“Pick up the gun and kill him, Grandma!”
TL:DR: VR experiences- when designed optimally- are a natural extension to the human experience because they build on our knowledge of the real world. That’s why VR is indeed The Next Big Thing. VR will be applied to games, military, education, film and more in the coming years.
It’s Thanksgiving today. I brought my laptop and VR headset over to my uncle’s house to let my relatives try out VR. Between my mother, brother, cousins, aunts and uncles, they all had a blast shooting rogue robots in Robo Recall. Some of them had minor experience with video games or none at all, yet they all understood how the real world operated, thus they mostly knew how the game operated.
See something you want? Pick it up. Enemy running at you? Shoot him or grab him. Want to open the drawer? Just open the damned drawer. You don’t need to press X to “use” an object or Y to duck- just do it.
Even though my aunt probably touched a video game only a handful of times in her life, she utterly dominated the target practice in Robo Recall, landing perfect shots every time. Probably because she’s been to a real gun range before.
Here are some common talking points regarding the state of VR, along with my current outlook on each topic:
- “You might get motion sickness.”
It’s true that your stomach might start to churn if you’re flipping, flying and rolling around in VR. Developers are getting better at understanding why that happens and how to mitigate it. Games are often categorized and reviewed based on their comfort level, so the community helps shine light on problematic VR software.
- “You become isolated from others.”
That was true in the early stages of VR, but we’re starting to see VR games with online multiplayer as well as asymetrical local multiplayer (where one person wears the headset and others contribute to the game alternatively). But even with plain ol’ singleplayer VR, you can see through the eyes of the player on the monitor/TV and it’s hilarious watching your friends and family experience fear, excitement and alertness in ways they normally wouldn’t. Commotion makes nearby spectators curious to try VR for themselves.
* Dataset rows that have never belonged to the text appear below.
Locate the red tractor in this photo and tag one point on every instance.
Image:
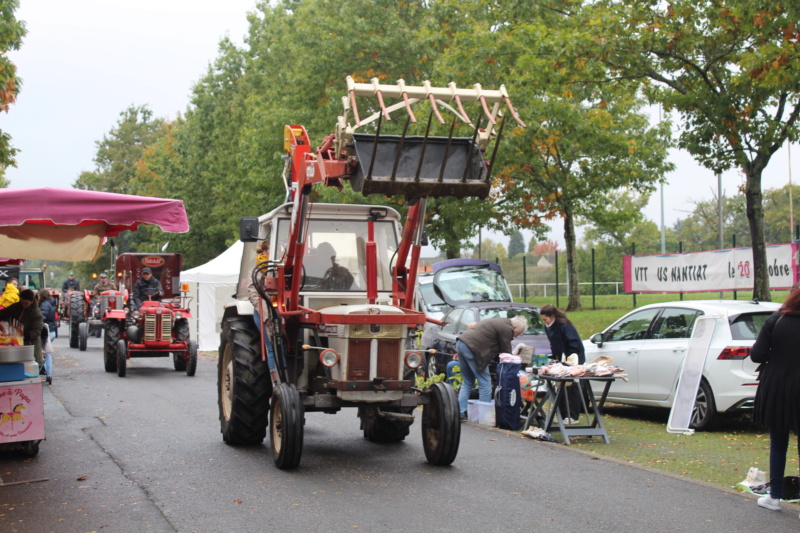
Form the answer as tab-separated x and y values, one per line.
159	327
335	282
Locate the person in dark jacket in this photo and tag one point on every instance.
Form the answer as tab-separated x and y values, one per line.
71	284
564	341
27	313
777	405
477	346
147	288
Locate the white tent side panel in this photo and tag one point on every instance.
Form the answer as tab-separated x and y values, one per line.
212	285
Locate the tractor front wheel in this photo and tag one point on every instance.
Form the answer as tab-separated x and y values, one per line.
110	345
122	358
441	425
286	426
243	383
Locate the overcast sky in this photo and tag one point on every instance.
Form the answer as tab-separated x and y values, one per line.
85	61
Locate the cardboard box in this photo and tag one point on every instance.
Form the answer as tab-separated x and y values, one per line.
12	372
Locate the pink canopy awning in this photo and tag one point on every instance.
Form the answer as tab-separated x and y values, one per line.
71	224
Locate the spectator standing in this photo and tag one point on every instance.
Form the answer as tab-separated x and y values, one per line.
71	284
26	312
565	341
777	405
479	345
10	294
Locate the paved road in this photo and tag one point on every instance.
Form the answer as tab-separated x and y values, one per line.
144	453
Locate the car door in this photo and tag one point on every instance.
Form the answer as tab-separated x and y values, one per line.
661	354
622	342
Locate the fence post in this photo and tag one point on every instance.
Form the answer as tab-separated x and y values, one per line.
680	251
734	245
594	288
633	252
557	278
525	277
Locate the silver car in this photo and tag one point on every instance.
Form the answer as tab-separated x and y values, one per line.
650	343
- “It’s very demanding on hardware.”
Yes, it is. Normally, games render to a single screen. VR requires rendering once for each eye, which- at 1080p per eye- doubles the amount of work required, compared to a standard game. Additionally, it is recommended to keep performance in the 90fps range, which is not easy at such a high resolution. But we’re seeing phones tote 4GB+ of memory with quad-core CPUs and increasingly powerful GPUs. For most tasks, that would be utter overkill, but in the context of VR, it’s the tip of the iceberg. Phone manufactures are seemingly gearing up for VR-level performance. And the console manufactures are pushing for 4K not only because it looks nicer on the TV, but because it unlocks the potential for smooth VR experiences.
- “Not everyone has physical space to move around.”
This is a new challenge for game developers. Firstly- moving around in VR is something that must be handled with care, or else the player will get motion sickness. As a result, most games are designed for you to be either sitting down or standing up in a stationary area. Either way- in order to move around the VR environment- you’d usually teleport from spot to spot and use the controller to adjust your orientation. For shooter games, standing definitely enhances the experience. For vehicular games, sitting is perfect and it’s natural to use an interface (steering wheel/gamepad) to control movement. If you don’t have space to stand and move within a 3-foot radius, then you won’t be able to take full advantage of what VR has to offer, but there’s no shortage of sit-down experiences.
- “The wires get in the way”
Nah, they don’t. They’re really really long and the Rift lets you draw out your personally designated boundary so that if you step outside of it, you see a virtual representation of it in the game. This helps prevent you from smacking the wall and stops you from backing too far from the machine and yanking out the cables.
- “It’s just a gimmick and won’t be used for serious stuff.”
That’s dead wrong. We’ve been able to render virtual worlds for over 2 decades now, but seeing everything on a flat screen while using a mouse/keyboard/gamepad as an input device doesn’t feel very immersive. When you fill your whole peripheral vision with the virtual world and use motion controllers to track your hand positions, then everything becomes natural and there’s no need to memorize key bindings or gamepad controls. The experiences and muscle memory can transfer directly to and from the real world.
What that means is that just about anyone can hop into a VR headset and use the motion controls to shoot enemies, fly planes, drive cars or climb mountains. The natural instincts start to kick in and the experience is much more natural than non-VR experiences.
I imagine that VR simulations will become a Goliath of an industry as we train civilians to do higher skilled jobs. Military will adopt it to reconstruct the real world in VR and navigate it for intel. The film industry will adopt it in order to traverse a CGI scene and find the perfect camera angle. General education will adopt it in order to visualize mathematical concepts and illustrate real-world applications for each lesson.
VR will push society into the next age of enlightenment.